Immediately after Ryder’s collapse, Pete Donohue, a spokesman for the union, said the horse had equine protozoan myeloencephalitis, a neurological disease that horses can contract from eating infected opossum feces, not from heat exhaustion. Neither he nor Hansen mentioned any potential discrepancy in the horse’s age at the time.

Councilman Robert Holden of Queens has long pushed for legislation to end the practice of horse-drawn carriages in New York. Last week, the councilman, along with members of the nonprofit animal rights and political action group NYCLASS — New Yorkers for Clean, Livable, and Safe Streets — called Manhattan District Attorney Alvin Bragg, surveying the industry as a whole.
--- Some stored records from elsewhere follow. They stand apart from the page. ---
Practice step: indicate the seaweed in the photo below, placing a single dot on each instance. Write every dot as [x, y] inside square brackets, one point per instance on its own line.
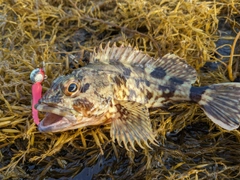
[60, 35]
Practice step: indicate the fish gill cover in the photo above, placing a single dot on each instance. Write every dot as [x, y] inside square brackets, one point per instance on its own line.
[61, 34]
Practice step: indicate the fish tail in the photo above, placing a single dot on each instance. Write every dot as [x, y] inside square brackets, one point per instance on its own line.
[220, 102]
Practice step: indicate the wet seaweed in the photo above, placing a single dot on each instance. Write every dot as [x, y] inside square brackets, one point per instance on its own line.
[60, 35]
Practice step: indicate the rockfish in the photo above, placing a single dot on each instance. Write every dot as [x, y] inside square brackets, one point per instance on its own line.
[118, 87]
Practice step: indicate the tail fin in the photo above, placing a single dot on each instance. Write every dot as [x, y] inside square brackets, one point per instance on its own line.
[221, 103]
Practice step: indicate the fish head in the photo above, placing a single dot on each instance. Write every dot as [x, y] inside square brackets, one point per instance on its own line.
[75, 101]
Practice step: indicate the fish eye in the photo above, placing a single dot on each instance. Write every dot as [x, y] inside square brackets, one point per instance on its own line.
[70, 88]
[73, 87]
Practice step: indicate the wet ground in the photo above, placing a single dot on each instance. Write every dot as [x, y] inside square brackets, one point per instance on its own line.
[62, 35]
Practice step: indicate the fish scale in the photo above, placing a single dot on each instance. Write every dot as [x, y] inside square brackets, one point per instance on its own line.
[119, 86]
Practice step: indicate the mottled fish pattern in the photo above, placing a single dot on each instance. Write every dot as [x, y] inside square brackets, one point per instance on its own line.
[120, 85]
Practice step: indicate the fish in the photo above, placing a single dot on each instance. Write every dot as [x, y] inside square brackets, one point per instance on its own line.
[121, 84]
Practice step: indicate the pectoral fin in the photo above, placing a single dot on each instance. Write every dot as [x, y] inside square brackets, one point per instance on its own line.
[130, 122]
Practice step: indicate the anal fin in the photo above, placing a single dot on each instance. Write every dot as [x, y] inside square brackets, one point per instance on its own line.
[130, 123]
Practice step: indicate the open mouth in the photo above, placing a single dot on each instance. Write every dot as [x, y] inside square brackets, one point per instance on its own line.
[56, 118]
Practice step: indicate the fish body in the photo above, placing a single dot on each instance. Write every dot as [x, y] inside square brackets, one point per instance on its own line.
[119, 86]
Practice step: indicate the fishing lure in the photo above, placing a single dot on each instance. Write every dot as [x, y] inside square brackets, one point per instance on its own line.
[37, 76]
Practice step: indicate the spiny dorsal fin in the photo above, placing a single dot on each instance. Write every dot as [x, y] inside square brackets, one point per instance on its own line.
[131, 123]
[170, 64]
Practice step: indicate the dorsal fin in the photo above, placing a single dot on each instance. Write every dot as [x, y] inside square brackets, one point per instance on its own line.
[171, 64]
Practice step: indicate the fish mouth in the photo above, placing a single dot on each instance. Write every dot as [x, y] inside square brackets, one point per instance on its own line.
[56, 118]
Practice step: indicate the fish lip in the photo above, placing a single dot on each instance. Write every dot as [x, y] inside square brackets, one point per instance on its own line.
[65, 118]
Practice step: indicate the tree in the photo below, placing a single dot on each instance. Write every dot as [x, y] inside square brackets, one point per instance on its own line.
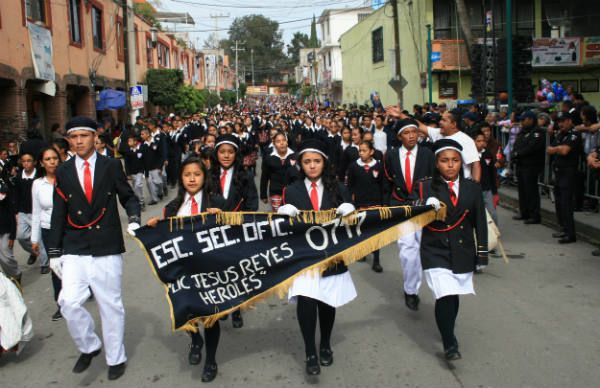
[163, 86]
[262, 35]
[299, 41]
[313, 41]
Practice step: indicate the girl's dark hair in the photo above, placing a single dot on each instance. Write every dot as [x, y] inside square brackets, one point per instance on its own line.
[368, 143]
[42, 170]
[330, 182]
[207, 188]
[437, 181]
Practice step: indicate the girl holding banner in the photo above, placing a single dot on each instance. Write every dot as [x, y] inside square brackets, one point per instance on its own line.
[449, 251]
[194, 197]
[318, 295]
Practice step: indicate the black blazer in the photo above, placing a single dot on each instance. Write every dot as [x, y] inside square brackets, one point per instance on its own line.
[297, 195]
[450, 244]
[81, 228]
[396, 192]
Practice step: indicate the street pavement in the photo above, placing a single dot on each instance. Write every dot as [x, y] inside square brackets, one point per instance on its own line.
[534, 323]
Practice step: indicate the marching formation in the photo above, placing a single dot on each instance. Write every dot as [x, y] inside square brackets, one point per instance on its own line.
[60, 203]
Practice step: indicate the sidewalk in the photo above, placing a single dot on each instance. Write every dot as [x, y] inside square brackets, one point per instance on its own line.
[587, 225]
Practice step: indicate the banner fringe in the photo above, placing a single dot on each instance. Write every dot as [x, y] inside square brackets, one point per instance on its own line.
[348, 256]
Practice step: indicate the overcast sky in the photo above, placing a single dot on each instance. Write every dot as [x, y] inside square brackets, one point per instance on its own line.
[296, 14]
The councilor introduced new legislation last month that would block new licenses and replace the horse-drawn carriage industry with a horseless electric carriage. If enacted, it would be the most sweeping law affecting the industry since the city council passed a law in 2019 banning horse-drawn carriages from operating at high temperatures.

A spokesman for Mayor Eric Adams said his office was open to discussions about future legislation affecting the industry.

Edita Birnkrant, executive director of NYCLASS, has rallied with Councilman since Ryder’s collapse to end the practice. In a statement, Birnkrant said horse-drawn carriage drivers should be held accountable for not listening to Ryder’s age and medical condition.

“The endless lies of this industry prove that they cannot be trusted to police themselves,” Birnkrant said. “In addition to demanding a criminal investigation into this horrific tragedy, we are calling on the Department of Health to temporarily shut down the horse-drawn carriage industry until an independent investigation can determine the extent of its abuse, neglect and his breaches of the law.”

Sierra said Ryder’s incident should not have come as a surprise, given his condition. But he also noted that it was an experience that could have been avoided with the proper precautions.

“I mean, I’m not against the transportation industry. They have to make a living,” he said. “A lot of these horses are well cared for, most of them I would say. But there are some that are not well maintained. And that’s what happened. He is weak, underweight, without muscle, without traction, without energy. Well, of course, he’s going to collapse on the street.